Unless the people who babble here are willing to volunteer their apparently vast knowledge and contribute as "specialists", as they seem to assert the superiority of their knowledge, I don't see any reason why we should disregard the book so readily.

It's not as if we have hordes of malacologists ready to survey our waters to accurately assess the abundance of bailer snails or noble volutes.

Anonymous said...

There's alot of truth in what's said Ivan, but I think you have to consider why many 'specialists' have not been able to contribute their knowledge. One of them is that collectors are often discriminated against by conservationists. This is not so overseas where collectors are seen as useful tools to further increase what we know. I'm sure there are many good collectors out there who might be willing to help, but after being lumped into the same categories as 'poachers' and ppl who do not care about our environment, its difficult. The truth of the matter is, many collectors collect sensibly and care very much about our environment. Without our habitats, we can forget of doing what we enjoy most.

Anonymous said...

I am from the States and I am working in the university that deals with natural history. There ain't any discrimination between the various parties here and we are happily a group regardless of our backgrounds. It is sad to hear that from Singapore a place known for its efficiency over here.

Anonymous said...

Well written! Sorry for my animosity.

Anonymous said...

Overall, I think you are moving in a positive direction.
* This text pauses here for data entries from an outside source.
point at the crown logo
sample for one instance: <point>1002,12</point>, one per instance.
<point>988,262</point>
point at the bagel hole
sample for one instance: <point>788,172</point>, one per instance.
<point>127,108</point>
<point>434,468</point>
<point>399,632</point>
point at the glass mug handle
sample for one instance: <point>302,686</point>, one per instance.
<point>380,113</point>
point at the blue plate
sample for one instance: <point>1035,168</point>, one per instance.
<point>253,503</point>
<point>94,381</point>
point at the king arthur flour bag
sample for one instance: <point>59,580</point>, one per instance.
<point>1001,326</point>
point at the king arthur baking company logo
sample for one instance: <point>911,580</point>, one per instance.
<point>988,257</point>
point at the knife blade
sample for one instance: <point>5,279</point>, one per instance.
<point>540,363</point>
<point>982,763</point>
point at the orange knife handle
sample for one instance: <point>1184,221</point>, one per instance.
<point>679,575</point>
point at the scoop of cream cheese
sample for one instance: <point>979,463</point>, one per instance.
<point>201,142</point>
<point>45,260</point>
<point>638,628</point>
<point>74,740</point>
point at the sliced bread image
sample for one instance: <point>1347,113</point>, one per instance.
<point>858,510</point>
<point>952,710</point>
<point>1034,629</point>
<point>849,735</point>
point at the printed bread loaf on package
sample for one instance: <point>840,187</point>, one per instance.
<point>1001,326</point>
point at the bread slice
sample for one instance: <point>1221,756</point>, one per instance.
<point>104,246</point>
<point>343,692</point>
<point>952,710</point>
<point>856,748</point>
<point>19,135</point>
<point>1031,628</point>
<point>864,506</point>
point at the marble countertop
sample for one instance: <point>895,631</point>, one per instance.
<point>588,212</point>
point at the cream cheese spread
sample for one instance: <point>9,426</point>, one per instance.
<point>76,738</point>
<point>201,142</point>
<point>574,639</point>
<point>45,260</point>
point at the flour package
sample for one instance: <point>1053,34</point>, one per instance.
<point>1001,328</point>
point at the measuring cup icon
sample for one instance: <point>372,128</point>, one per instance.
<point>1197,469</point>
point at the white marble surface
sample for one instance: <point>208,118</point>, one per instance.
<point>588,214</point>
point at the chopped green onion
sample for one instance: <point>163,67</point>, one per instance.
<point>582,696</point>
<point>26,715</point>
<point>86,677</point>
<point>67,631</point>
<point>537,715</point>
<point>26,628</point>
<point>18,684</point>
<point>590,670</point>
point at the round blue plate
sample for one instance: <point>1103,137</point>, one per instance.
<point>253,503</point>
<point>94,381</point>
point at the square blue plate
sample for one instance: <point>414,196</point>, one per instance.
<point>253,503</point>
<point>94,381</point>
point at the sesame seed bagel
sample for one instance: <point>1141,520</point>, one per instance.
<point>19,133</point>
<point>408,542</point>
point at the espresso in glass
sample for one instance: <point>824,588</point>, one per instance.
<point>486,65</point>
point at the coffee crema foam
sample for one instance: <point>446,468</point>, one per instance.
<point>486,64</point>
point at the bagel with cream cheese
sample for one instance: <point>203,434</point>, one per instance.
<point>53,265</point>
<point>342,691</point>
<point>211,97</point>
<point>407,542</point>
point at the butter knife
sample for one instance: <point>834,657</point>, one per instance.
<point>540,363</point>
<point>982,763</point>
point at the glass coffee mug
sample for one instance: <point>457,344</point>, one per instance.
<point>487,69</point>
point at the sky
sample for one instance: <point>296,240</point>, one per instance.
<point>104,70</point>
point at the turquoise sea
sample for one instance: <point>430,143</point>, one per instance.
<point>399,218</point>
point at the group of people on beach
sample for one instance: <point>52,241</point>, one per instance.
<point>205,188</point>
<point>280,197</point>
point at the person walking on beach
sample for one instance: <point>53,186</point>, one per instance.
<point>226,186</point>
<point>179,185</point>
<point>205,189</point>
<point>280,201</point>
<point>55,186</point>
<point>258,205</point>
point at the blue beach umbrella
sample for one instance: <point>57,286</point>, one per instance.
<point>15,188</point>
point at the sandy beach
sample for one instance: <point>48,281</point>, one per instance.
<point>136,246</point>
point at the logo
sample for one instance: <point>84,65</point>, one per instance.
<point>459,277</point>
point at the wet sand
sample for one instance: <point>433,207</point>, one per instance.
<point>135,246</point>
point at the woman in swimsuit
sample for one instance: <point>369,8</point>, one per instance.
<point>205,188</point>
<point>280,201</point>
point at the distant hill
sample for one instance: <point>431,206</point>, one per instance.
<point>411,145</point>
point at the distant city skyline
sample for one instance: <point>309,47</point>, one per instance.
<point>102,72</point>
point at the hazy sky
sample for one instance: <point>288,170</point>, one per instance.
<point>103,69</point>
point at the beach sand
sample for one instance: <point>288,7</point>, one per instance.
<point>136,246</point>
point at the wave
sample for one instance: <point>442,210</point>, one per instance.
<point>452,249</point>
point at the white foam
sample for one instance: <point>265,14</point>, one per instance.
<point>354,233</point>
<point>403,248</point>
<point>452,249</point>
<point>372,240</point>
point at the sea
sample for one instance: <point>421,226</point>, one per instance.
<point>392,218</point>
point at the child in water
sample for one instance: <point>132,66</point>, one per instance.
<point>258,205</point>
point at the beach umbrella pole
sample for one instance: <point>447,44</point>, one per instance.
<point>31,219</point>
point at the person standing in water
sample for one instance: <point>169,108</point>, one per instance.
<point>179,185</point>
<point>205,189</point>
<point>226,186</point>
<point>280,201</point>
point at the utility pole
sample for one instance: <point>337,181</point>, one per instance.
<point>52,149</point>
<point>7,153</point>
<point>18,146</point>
Imposing collecting restrictions can't hurt but I suspect it will do little good if pollution is the primary cause.

Much is already known about volutes, writing an expert would help. Simply understanding a particular species life cycle and its means of reproduction will go a long way.

From the little I know about volutes, most (if not all?) progress through their veliger stage within their egg case. (For most mollusks, they are planktonic.) So they emerge as a young snail within the same local population as their parents. How large and widespread the population would likely depend on the habitat and conditions they require.

As a collector myself, I too dislike any association with poachers and people who do harm to the environment. We would rather be associated with educators and researchers, fostering knowledge and understanding.

Anonymous said...

Throwing the book at the public is rude and crude! We don't do that here in Portugal!